Television: The Coming Season

Enter the graveyard. Read the small stones: Frontier Circus, Oct. 5, 1961—May 24, 1962; Cain's Hundred, Sept. 19, 1961—May 8, 1962; Father of the Bride, Oct. 6, 1961—May 18, 1962; Bus Stop, Oct. 1, 1961—March 25, 1962. But curiously, there are fewer this year. The infant mortality rate among television shows has gone into a slight decline. TV's mediocrity is apparently becoming institutional, and some programs are being kept alive for next season that would have been kicked into oblivion in the more ruthless years.

Shows like Hazel, Margie and Mr. Ed (the corn-talking horse) are actually coming back next fall, and the new season will further reflect the old with such unforget table concentrations of dramatic power as Leave It to Beaver, My Three Sons and The Real McCoys. Even Car 54, Where Are you? has been granted a stay of execution, although no one has ever known where it really was.

Vets & Psyches. There will, in fact, be some new things on television this fall. In a series called The Eleventh Hour (NBC), Wendell Corey will become TV's first weekly psychiatrist, having analyzed already the remarkable 1961-62 success of Drs. Casey and Kildare (both returning, of course). There will be a program called The Nurses on CBS and, perhaps to satisfy a large segment of the mass audience, a new show about a veterinarian (NBC). Its cast includes all sorts of known animals and two unknown actors named Josh Peine and John Hubbard.

But more than to medicine, TV's new weeklies are turning to World War II. NBC will ship somebody called Ensign O'Toole out to the Pacific, while ABC will fight in both hemispheres and on all fronts: Combat will follow U.S. soldiers from Normandy across France and into Germany; The Gallant Men will campaign in Italy; and Ernest Borgnine, in McHale's Men, will skipper a PT boat in the South Pacific as a sort of Marty Fitzgerald Kennedy.

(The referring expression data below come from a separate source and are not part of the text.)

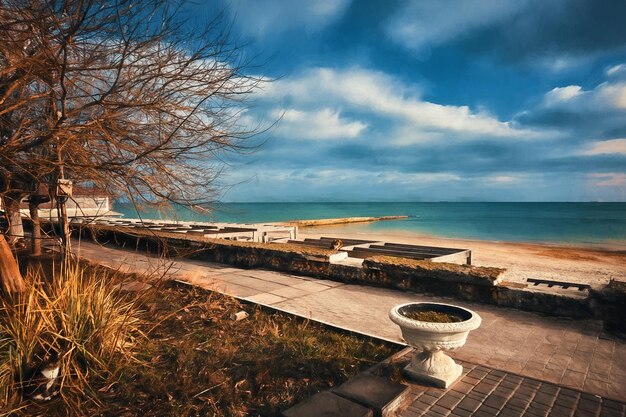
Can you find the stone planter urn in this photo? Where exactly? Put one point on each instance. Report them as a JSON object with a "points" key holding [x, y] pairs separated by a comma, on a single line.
{"points": [[432, 365]]}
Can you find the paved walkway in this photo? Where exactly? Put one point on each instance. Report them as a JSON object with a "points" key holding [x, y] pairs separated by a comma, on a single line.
{"points": [[572, 353]]}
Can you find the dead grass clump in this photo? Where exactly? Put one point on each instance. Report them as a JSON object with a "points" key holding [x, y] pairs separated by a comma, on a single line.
{"points": [[77, 320], [204, 363]]}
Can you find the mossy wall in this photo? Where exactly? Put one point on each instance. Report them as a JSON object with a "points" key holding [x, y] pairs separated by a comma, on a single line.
{"points": [[464, 282]]}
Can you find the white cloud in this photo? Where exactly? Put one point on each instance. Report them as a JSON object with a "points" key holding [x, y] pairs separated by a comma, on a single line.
{"points": [[610, 179], [420, 24], [267, 17], [559, 94], [614, 146], [380, 95], [319, 124], [503, 179], [606, 96], [616, 70]]}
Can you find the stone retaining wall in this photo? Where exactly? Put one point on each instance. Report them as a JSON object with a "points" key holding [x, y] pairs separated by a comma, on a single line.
{"points": [[464, 282]]}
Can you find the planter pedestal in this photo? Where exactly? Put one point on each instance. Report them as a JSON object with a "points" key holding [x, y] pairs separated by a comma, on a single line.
{"points": [[432, 366]]}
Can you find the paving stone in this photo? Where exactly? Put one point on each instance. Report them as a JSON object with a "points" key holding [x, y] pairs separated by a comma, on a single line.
{"points": [[326, 404], [448, 401], [376, 393], [468, 404], [266, 299], [495, 401], [527, 340]]}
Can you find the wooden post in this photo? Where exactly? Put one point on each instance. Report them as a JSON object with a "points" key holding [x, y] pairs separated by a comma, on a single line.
{"points": [[33, 208], [10, 275]]}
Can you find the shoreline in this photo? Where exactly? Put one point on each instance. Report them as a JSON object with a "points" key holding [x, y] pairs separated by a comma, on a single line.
{"points": [[589, 265], [616, 246]]}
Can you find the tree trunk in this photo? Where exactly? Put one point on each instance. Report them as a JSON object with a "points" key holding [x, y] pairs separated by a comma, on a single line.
{"points": [[64, 226], [10, 275], [36, 234], [14, 216]]}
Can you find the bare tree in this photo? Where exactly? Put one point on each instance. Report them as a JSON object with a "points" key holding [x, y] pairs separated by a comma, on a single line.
{"points": [[125, 95]]}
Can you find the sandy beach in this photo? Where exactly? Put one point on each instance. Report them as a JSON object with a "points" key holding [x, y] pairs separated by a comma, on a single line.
{"points": [[589, 265]]}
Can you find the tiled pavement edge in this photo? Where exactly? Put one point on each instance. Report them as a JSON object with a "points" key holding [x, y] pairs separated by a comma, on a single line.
{"points": [[481, 392], [573, 353]]}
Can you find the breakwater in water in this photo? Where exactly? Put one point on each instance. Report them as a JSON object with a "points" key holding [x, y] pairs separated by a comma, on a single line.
{"points": [[570, 223], [341, 220]]}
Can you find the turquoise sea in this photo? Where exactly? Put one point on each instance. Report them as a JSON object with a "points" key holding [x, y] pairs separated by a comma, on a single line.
{"points": [[571, 223]]}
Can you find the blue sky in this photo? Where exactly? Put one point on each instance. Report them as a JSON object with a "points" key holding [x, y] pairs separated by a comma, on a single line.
{"points": [[423, 100]]}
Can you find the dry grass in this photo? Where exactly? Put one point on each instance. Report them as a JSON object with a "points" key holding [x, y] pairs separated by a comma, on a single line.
{"points": [[204, 363], [79, 317], [174, 351]]}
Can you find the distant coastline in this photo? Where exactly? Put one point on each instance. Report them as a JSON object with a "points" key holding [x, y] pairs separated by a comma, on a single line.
{"points": [[571, 224]]}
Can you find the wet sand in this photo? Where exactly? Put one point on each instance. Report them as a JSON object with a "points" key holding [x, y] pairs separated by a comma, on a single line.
{"points": [[590, 265]]}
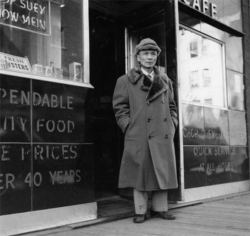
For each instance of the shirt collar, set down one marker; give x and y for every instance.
(152, 73)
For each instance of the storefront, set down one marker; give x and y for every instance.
(59, 62)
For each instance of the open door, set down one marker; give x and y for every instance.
(115, 28)
(157, 21)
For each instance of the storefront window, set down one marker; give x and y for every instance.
(202, 70)
(43, 39)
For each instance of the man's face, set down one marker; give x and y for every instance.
(147, 58)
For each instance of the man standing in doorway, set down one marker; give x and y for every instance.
(145, 110)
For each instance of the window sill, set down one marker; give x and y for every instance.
(46, 79)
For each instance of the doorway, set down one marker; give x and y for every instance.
(115, 28)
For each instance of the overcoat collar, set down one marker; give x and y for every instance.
(155, 88)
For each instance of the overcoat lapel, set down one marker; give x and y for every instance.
(155, 88)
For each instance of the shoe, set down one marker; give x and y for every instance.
(163, 214)
(139, 218)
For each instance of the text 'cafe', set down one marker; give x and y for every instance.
(60, 146)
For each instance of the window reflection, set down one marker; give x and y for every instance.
(234, 53)
(232, 14)
(201, 70)
(49, 44)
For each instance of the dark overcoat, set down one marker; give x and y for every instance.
(147, 114)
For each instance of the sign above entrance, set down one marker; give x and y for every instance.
(29, 15)
(203, 6)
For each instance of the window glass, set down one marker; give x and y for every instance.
(232, 14)
(234, 53)
(235, 90)
(201, 73)
(42, 38)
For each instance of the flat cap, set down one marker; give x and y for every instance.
(147, 44)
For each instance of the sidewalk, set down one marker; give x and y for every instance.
(221, 216)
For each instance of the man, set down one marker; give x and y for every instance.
(145, 110)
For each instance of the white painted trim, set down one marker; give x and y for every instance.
(45, 219)
(195, 194)
(86, 49)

New situation comedies will be stretching further than ever for their situations. Perennial Loretta Young will be a widow with seven children. There will be rustic mountain folk living in Los Angeles (The Beverly Hillbillies), carpenters exchanging old saws (I'm Dickens . . . He's Fenster), and Stanley Holloway as a British butler on the staff of an American family (Our Man Higgins). The producers of The Flintstones have a new family called The Jetsons, who live one century in the future. Mrs. Jetson has a high-IQ vacuum cleaner that can see, think and maneuver on its own. It dumps its load under the carpet.

Comedy is having a comeback, and some of television's great names are returning after doleful absences. Jackie Gleason will revive The Honeymooners (with a new supporting cast) as part of his resurrected Jackie Gleason Show. Both Sid Caesar and Lucille Ball are returning in shows named after them, and Jack Paar's abdication ends with the new weekly Jack Paar Show.